И он сделал то единственное, что умел и осмелился сделать в таких обстоятельствах.

Решив для себя, что странная деятельность монастырских насельников сильно смахивает на козни нечистой силы, Устин добыл из памяти молитку святому Трифону, весьма к такому случаю подходящую.

– О, святый мучениче Христов Трифоне, скорый помощниче всем, к тебе прибегающим и молящимся пред святым твоим образом скоропослушный предстателю! – заговорил он, но несколько медленнее, чем это делается в храме. – Услыши убо ныне и на всякий час моление нас, недостойных рабов твоих, почитающих святую память твою.
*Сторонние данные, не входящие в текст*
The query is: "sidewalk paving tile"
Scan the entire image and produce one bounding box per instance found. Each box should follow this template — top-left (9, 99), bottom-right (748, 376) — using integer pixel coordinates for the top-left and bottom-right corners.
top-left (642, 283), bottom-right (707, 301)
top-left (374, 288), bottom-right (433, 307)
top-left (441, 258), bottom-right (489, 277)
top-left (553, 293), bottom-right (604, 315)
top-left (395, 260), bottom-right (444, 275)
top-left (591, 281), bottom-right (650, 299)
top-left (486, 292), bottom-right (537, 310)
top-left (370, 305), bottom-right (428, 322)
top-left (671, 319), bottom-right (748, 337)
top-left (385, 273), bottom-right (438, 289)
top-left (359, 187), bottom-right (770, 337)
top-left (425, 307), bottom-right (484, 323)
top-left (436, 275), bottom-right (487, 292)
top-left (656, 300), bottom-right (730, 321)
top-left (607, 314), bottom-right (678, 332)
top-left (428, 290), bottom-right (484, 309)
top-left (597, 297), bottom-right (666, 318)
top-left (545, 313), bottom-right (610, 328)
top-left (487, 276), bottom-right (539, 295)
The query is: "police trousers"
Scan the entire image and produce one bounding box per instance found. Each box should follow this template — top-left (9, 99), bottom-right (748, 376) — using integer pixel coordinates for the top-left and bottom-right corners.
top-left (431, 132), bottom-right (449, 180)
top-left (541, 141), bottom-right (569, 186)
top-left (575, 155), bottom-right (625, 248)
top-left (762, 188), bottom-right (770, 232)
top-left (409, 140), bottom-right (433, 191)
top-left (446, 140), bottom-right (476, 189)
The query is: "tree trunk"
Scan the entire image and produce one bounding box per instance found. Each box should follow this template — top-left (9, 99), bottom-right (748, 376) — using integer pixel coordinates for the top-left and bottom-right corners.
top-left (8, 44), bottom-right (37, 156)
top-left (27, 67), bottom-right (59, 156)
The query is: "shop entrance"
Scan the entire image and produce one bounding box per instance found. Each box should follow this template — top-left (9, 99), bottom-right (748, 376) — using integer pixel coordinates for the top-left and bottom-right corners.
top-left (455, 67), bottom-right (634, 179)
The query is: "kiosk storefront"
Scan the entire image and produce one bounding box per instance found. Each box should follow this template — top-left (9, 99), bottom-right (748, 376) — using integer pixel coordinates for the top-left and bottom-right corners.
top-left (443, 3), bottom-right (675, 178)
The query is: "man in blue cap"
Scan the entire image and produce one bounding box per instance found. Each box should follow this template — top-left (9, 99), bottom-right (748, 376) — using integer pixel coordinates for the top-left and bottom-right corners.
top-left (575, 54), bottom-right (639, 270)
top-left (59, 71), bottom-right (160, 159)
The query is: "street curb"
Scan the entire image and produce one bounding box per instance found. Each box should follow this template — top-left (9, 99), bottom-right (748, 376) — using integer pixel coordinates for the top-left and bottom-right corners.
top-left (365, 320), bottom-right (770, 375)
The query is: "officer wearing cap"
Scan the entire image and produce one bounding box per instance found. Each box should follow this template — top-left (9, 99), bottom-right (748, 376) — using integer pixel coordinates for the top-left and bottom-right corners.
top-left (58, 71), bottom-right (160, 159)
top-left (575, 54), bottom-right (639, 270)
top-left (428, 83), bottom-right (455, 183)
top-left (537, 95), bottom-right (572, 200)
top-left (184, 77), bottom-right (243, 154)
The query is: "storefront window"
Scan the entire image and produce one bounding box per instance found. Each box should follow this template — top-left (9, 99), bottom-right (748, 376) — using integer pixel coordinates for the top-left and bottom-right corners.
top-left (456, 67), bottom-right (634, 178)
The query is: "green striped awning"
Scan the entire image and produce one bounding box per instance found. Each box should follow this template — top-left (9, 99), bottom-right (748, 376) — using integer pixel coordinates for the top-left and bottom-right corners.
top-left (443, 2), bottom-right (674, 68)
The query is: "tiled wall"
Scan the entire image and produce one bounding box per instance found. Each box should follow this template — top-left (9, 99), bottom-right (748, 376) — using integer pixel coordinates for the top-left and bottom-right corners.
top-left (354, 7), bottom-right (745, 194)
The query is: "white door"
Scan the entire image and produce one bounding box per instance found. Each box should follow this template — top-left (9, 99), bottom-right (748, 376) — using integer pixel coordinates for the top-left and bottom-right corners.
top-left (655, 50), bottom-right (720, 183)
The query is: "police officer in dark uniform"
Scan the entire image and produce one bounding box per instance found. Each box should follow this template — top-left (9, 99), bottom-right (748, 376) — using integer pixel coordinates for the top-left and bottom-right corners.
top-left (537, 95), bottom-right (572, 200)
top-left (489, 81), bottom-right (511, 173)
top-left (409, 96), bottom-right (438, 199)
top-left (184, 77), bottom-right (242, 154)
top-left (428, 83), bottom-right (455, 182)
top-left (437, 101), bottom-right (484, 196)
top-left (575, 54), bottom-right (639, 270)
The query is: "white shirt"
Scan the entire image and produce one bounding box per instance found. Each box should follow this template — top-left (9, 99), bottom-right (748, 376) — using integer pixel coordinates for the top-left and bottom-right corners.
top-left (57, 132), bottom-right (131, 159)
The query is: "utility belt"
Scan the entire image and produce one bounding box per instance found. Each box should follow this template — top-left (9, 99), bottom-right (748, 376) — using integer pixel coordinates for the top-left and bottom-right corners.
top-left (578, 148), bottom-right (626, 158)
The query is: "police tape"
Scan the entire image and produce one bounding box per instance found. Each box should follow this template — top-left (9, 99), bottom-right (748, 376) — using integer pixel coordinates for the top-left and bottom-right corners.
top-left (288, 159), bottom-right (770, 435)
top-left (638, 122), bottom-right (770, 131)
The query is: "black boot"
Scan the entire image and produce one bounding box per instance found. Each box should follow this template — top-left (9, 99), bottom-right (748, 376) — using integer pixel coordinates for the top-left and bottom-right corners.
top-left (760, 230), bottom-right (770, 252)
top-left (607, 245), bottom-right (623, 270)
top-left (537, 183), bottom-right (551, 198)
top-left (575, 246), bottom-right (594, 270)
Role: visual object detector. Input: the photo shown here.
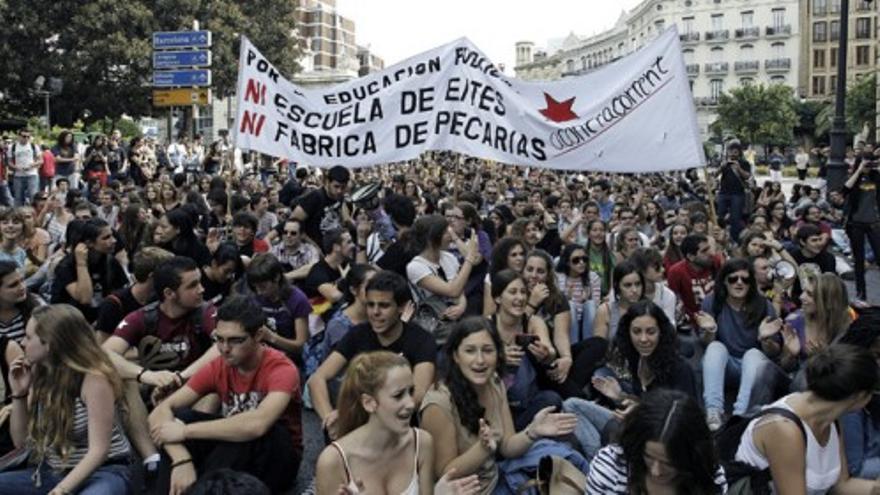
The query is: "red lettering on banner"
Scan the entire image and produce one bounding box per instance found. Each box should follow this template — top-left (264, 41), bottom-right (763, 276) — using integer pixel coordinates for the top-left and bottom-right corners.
top-left (238, 110), bottom-right (266, 137)
top-left (244, 79), bottom-right (266, 105)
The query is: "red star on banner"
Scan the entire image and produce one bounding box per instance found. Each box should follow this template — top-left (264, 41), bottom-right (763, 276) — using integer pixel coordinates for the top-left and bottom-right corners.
top-left (539, 93), bottom-right (577, 122)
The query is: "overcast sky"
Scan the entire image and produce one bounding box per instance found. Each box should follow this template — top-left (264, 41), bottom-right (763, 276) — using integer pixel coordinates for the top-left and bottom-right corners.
top-left (337, 0), bottom-right (639, 75)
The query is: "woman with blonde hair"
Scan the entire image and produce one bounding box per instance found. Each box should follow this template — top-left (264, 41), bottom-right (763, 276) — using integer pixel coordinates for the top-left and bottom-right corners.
top-left (0, 304), bottom-right (131, 495)
top-left (315, 351), bottom-right (478, 495)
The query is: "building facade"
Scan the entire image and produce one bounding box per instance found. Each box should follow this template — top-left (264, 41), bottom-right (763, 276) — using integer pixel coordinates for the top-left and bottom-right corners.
top-left (514, 0), bottom-right (800, 138)
top-left (800, 0), bottom-right (880, 100)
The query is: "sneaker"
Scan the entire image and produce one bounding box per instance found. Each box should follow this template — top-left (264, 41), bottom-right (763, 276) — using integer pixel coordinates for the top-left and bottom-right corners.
top-left (706, 409), bottom-right (724, 433)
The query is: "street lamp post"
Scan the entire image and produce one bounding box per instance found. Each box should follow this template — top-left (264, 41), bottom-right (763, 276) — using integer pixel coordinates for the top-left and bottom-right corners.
top-left (827, 0), bottom-right (849, 191)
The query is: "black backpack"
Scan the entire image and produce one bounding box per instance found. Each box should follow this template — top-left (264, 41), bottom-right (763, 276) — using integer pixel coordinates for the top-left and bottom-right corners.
top-left (715, 407), bottom-right (807, 495)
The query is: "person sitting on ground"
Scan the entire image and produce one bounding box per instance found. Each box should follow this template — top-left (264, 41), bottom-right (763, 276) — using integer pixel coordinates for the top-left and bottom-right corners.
top-left (483, 237), bottom-right (526, 316)
top-left (307, 270), bottom-right (437, 439)
top-left (419, 317), bottom-right (577, 495)
top-left (697, 258), bottom-right (782, 431)
top-left (0, 261), bottom-right (46, 344)
top-left (736, 344), bottom-right (880, 495)
top-left (0, 304), bottom-right (131, 495)
top-left (102, 256), bottom-right (218, 476)
top-left (586, 389), bottom-right (727, 495)
top-left (271, 218), bottom-right (321, 282)
top-left (315, 351), bottom-right (479, 495)
top-left (247, 253), bottom-right (312, 362)
top-left (489, 269), bottom-right (564, 429)
top-left (51, 218), bottom-right (128, 321)
top-left (406, 215), bottom-right (481, 340)
top-left (232, 211), bottom-right (269, 264)
top-left (562, 301), bottom-right (700, 458)
top-left (200, 242), bottom-right (243, 306)
top-left (301, 229), bottom-right (354, 314)
top-left (149, 295), bottom-right (302, 493)
top-left (95, 246), bottom-right (174, 343)
top-left (0, 334), bottom-right (24, 456)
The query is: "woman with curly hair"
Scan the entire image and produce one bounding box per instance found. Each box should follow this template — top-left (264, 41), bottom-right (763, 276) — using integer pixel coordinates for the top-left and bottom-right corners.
top-left (0, 304), bottom-right (131, 495)
top-left (315, 351), bottom-right (434, 495)
top-left (585, 219), bottom-right (615, 297)
top-left (587, 389), bottom-right (727, 495)
top-left (483, 237), bottom-right (526, 316)
top-left (419, 317), bottom-right (577, 494)
top-left (563, 301), bottom-right (699, 457)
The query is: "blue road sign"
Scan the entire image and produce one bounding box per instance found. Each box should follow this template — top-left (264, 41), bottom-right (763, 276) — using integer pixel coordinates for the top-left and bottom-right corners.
top-left (153, 50), bottom-right (211, 69)
top-left (153, 69), bottom-right (211, 88)
top-left (153, 31), bottom-right (211, 50)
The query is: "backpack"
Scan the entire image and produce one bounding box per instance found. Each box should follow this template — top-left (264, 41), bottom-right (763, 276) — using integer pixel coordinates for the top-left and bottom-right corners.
top-left (138, 301), bottom-right (212, 369)
top-left (715, 407), bottom-right (807, 495)
top-left (409, 263), bottom-right (450, 347)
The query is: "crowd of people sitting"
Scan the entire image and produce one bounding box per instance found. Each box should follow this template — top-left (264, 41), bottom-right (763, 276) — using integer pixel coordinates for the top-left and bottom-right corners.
top-left (0, 129), bottom-right (880, 495)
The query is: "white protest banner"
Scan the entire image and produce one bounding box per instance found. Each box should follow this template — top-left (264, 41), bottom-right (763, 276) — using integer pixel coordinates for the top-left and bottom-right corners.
top-left (235, 28), bottom-right (705, 172)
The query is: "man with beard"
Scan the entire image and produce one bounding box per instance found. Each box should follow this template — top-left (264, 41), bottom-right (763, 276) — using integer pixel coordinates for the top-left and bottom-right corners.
top-left (291, 165), bottom-right (351, 246)
top-left (666, 234), bottom-right (721, 327)
top-left (302, 229), bottom-right (354, 305)
top-left (232, 211), bottom-right (269, 258)
top-left (272, 218), bottom-right (321, 281)
top-left (308, 270), bottom-right (437, 439)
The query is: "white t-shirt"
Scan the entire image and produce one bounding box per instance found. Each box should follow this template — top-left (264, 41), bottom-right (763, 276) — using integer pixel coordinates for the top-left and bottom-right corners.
top-left (406, 251), bottom-right (461, 304)
top-left (10, 142), bottom-right (40, 177)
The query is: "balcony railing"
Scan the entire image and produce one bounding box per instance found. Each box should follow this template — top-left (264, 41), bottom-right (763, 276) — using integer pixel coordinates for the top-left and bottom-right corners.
top-left (767, 24), bottom-right (791, 37)
top-left (704, 62), bottom-right (730, 74)
top-left (733, 26), bottom-right (761, 40)
top-left (733, 60), bottom-right (761, 74)
top-left (694, 96), bottom-right (718, 107)
top-left (678, 31), bottom-right (700, 43)
top-left (764, 57), bottom-right (791, 71)
top-left (706, 29), bottom-right (730, 41)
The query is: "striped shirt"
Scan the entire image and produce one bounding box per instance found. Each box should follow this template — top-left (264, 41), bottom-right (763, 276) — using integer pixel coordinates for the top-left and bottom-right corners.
top-left (46, 397), bottom-right (131, 471)
top-left (587, 444), bottom-right (727, 495)
top-left (0, 312), bottom-right (27, 344)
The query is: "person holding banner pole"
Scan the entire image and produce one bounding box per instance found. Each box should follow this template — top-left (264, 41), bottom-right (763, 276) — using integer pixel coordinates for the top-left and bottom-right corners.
top-left (716, 139), bottom-right (752, 244)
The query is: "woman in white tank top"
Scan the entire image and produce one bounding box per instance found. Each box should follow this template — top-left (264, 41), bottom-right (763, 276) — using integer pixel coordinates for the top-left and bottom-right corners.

Ты убо, угодниче Христов, сам обещался еси прежде исхода твоего от жития сего тленнаго молитися за ны ко Господу и испросил еси у Него дар сей: аще кто в коей-либо нужде и печали своей призывати начнет святое имя твое, той да избавлен будет от всякаго прилога злаго.

Манифесты самозванца вполне могли сойти за злой прилог.

– И якоже ты иногда дщерь цареву в Риме граде от диавола мучиму исцелил еси, сице и нас от лютых его козней сохрани во вся дни живота нашего, наипаче же в день страшный последняго нашего, издыхания предстательствуй о нас, егда темнии зраки лукавых бесов окружати и устрашати нас начнут, – продолжал Устин все громче, насыщая молитву особой радостью человека, который знает, что таким образом творит доброе дело. – Буди нам тогда помощник и скорый прогонитель лукавых бесов, и к Царствию Небесному предводитель, идеже ты ныне предстоиши с ликом святых у Престола Божия, моли Господа, да сподобит и нас причастниками быти присносущнаго веселия и радости, да с тобою купно удостоимся славити Отца и Сына и Святаго Утешителя Духа во веки. Аминь!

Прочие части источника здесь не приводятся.